Travelers Deny Report That Hanoi Demands Funds for Retailer


Diplomats and travelers dismiss as false reports that Vietnamese Americans arriving at Tan Son Nhut Airport are being forced to contribute to a defense fund for the Westminster video shop owner who hung the flag of Communist Vietnam and a picture of Ho Chi Minh.

“A friend in Orange County teased me that it was going to cost $50 to get through Tan Son Nhut,” said a Vietnamese American who flew into Ho Chi Minh City on Monday. “Nothing of the sort happened. No one approached me at all.”

Other travelers, both foreigners and Viet Kieu (Vietnamese who live abroad), cite similar experiences, and diplomats who have poked around the airport looking for evidence of a defense-fund shakedown have found nothing to support the allegation.

Western diplomats do not discount the likelihood some Vietnamese are indeed supporting the video store owner, Truong Van Tran. But they said they knew of no organized effort to coerce funds from donors, nor have they found any evidence to suggest government involvement.


Hanoi government officials have branded rumors they are involved with raising funds for Tran a fabrication.

However great the controversy has been in Little Saigon, Tran’s gesture has been noted with not much more than passing curiosity in Ho Chi Minh City and Hanoi, where there appears to be no great groundswell of either support for or animosity toward Tran.

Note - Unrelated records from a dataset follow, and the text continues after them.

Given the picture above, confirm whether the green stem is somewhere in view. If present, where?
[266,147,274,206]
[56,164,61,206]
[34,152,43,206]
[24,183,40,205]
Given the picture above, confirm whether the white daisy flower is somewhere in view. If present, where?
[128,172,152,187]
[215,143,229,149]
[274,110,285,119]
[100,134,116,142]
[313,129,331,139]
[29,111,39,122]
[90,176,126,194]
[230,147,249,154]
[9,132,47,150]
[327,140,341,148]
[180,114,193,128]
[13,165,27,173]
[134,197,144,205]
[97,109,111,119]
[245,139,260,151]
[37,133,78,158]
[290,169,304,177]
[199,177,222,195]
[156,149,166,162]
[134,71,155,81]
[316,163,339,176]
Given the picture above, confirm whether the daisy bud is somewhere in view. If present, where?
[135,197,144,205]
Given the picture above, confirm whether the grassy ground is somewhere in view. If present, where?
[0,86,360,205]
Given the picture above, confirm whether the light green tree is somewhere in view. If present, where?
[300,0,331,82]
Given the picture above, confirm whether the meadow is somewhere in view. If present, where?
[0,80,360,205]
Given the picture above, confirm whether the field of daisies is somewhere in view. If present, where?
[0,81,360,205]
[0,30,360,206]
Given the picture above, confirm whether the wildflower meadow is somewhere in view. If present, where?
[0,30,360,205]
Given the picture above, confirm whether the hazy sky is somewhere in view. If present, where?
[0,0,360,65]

Press coverage has been limited, with most accounts distilled from the Los Angeles Times’ articles about the event. The Hanoi government has always viewed the Viet Kieu community in California with suspicion because of its past links to the former Saigon government of South Vietnam.

“It’s hard to survive over there if you challenge the Vietnamese community in Orange County,” said a Ho Chi Minh shopkeeper, who, like others, did not want to be quoted by name. “If Tran loves Vietnam, loves Ho Chi Minh, he should come back to Vietnam to live.”


“I read one story about Tran in Thoi Tre [newspaper],” said a Ho Chi Minh cabdriver. “I don’t think he broke the law. Isn’t democracy being able to do anything legal? I thought the Viet Kieus in California talked all the time about the need for democracy.”

“None of my friends have talked about the incident at all, as far as I know,” said a Hanoi university student. “But personally I don’t see what all the controversy is about. The war is over. In Vietnam anyway, but maybe not in Orange County.”

Ho Chi Minh’s picture is hung in government offices and many homes and offices, in both the north and south of Vietnam but most frequently in the north. So to the Vietnamese it is something of a mystery why such a simple gesture would cause such a great stir.

“With the passage of time in Vietnam,” said a Western political analysts in Ho Chi Minh City, “Ho has come to represent not communism or politics but simply nationalism. Even people who may not like the current administration have come to accept Ho as the George Washington of Vietnam.”


Tran, who escaped Vietnam in a boat in 1980 and says he is not a communist, hung the flag and picture after making an eight-day trip to Hanoi. He said he was impressed with the positive changes he had seen and wanted others to know Vietnam was making progress.